Azrael desgarró la garganta del chico con los dientes y los gritos quedaron ahogados por un borboteo de sangre. Gundar, al ver el repugnante fallecimiento de su hijo, sintió pavor, pero, al momento, y sin explicación evidente, el miedo se trocó en alivio. Sin una palabra, se transformó en niebla una vez más y se evadió de entre las manos de Soth. El caballero de la muerte recorrió el laboratorio con la mirada pero no localizó a su oponente en ninguna parte.
—¡Ya tenemos lo que veníamos a buscar, Gundar! —proclamó—. Vamos a llevar al chico al gran salón y a abrir el portal que nos espera. ¡Si intentas detenernos, seguirás los pasos de Medraut!
Las tinieblas envolvieron el laboratorio, y Soth dio manotazos al aire para defenderse de un ataque que no llegó a producirse. Por el contrario, un cuerpo de las mohosas estanterías de libros les franqueó el paso a una escalera iluminada por antorchas.
—Bien —dijo Azrael—, parece que la respuesta es clara.
—¿Puedes llevar tú al chico? —preguntó Soth, y oyó el gruñido afirmativo de licántropo, que ya se cargaba el cuerpo al hombro.
—Más vale que nos demos prisa —sugirió el enano al tiempo que avanzaba con cautela hacia la salida pisando cristales rotos—. De lo contrario no quedará sangre para derramar porque mi túnica la habrá empapado toda.
Al llegar al pasadizo, el caballero de la muerte advirtió los efectos del rayo que había alcanzado a su compañero. El vello del brazo izquierdo, del costado y del rostro había desaparecido; tenía la piel cuarteada y abrasada, el hocico se le había partido y no podía abrir el ojo izquierdo. El brazo y el hombro parecían ser las partes más afectadas; el hombro, cuadrado y musculoso, estaba retorcido y dislocado y el brazo colgaba inerte a lo largo del cuerpo. La túnica rezumaba sangre, pero no era la suya propia, sino la de Medraut.
—Me repongo en dos días —dijo, al ver que el caballero lo observaba con detenimiento—. No os preocupéis, poderoso señor; no retrasaré vuestro avance.
Para demostrárselo, asentó bien el peso del cadáver sobre el hombro derecho y dio unas rápidas zancadas; con cada paso, la cara se le contorsionaba de dolor.
Subieron la escalera hasta llegar a una puerta abierta, de donde partía un amplio corredor en dirección al ala principal del castillo. Estandartes destrozados, escudos con raros símbolos heráldicos y armas rotas se alineaban contra las paredes del pasillo; eran trofeos arrancados a los enemigos vencidos o recuerdos de pasadas victorias de la familia. El corredor acababa en una serie de puertas de dos hojas con seis paneles grabados, donde estaba representada la historia de la construcción del castillo.

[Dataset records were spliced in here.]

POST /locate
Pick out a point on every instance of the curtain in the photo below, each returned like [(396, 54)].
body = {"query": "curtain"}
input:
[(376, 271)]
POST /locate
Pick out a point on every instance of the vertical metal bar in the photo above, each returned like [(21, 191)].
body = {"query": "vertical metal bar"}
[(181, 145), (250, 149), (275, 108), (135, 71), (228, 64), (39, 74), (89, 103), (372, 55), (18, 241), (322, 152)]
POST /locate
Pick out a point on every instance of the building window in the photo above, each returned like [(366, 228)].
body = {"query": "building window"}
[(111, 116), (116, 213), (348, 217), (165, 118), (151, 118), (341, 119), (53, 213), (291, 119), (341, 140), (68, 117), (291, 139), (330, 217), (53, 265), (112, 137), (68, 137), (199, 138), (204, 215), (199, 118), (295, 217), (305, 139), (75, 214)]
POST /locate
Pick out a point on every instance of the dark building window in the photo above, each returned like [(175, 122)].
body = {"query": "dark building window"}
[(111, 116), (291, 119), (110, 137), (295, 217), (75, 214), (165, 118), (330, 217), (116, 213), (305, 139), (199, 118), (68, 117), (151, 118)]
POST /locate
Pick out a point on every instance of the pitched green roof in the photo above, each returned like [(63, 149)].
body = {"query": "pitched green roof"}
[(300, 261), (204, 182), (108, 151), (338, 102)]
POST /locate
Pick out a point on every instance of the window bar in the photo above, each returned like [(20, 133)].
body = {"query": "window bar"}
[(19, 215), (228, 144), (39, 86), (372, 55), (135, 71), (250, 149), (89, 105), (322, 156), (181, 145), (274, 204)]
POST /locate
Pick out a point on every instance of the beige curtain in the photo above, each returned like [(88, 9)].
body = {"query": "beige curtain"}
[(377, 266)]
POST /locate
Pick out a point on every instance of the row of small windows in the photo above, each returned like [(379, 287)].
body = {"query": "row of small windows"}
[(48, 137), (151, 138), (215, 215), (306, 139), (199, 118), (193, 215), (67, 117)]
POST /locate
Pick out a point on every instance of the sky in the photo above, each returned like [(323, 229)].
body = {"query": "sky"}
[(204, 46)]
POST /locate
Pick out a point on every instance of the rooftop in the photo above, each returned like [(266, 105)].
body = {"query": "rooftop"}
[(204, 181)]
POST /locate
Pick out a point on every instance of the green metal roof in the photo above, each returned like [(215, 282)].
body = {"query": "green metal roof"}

En el suntuoso salón principal no había nadie, al igual que en el resto de la fortaleza. La estancia era espaciosa y tenía el techo abovedado, como algunos de los mayores templos antiguos que Soth había visto en Krynn. Cuatro lámparas de mil velas colgaban de la bóveda, y los vitrales que ornaban una de las paredes permitían el paso de la luz natural en días soleados; sin embargo, en esos instantes caía la noche y no se distinguían los motivos ornamentales de las vidrieras. El muro de enfrente estaba ocupado por varias estatuas de Gundar en posturas espectaculares; unas habían sido cinceladas en alabastro y otras en azabache, pero todas perpetuaban la imagen del señor de Gundaria como un heroico guerrero.